LET US TINCTURE IT
My amber suitcase, all of it is Baltic amber
We shall tincture about 5 grams of fossil Amber of Baltic origin. The age of baltic amber is estimated at 150 million years.
Can a perfume last over such a lapse of time?
In some way it definitely does, whoever worked amber to poslish it and shape it as I did for some time, knows the typical smell, similar to rubbery lemony frankincense.
A very delicate smell that transforms working this matter in a pleasurable olfactory experience.
Moreover amber is called bernstein in German, "burning stone", because it has been used as incense in Europe particularly during epidemies and for vibrational therapies.
The smell is there. Can it pass into the alcohol in order to be used as a perfume?
5.4 grams of Amber
The first step is to pulverize the amber, in this way we shall facilitate the tincturing.

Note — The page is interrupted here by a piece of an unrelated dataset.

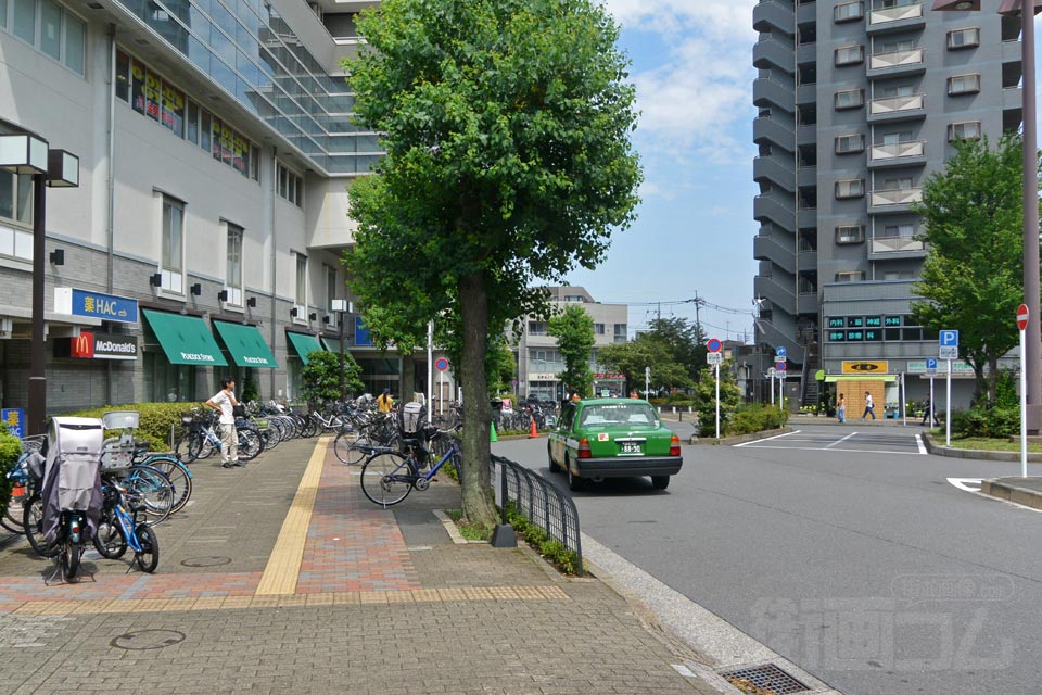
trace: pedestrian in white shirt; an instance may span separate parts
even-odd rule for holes
[[[236,380],[225,377],[220,380],[220,391],[206,401],[208,407],[220,413],[220,467],[231,468],[242,466],[239,462],[239,434],[236,432],[236,416],[232,408],[239,405],[236,401]]]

We can use the same technique that I use to pulverize Hyraceum stone, an other fossil material (the oldest is only 10000 years old) that can be tinctured and makes a very strong perfume.
We got 4,2 grams of amber powder
We add about 40 grams of alcohol, this vill ba a 10% tincture
The date is June second 2012, we just have to wait a few days and see if the alcohol becomes perfumed.
La Via del Profumo - Via Indipendenza 538 - 47854 Montecolombo (RN)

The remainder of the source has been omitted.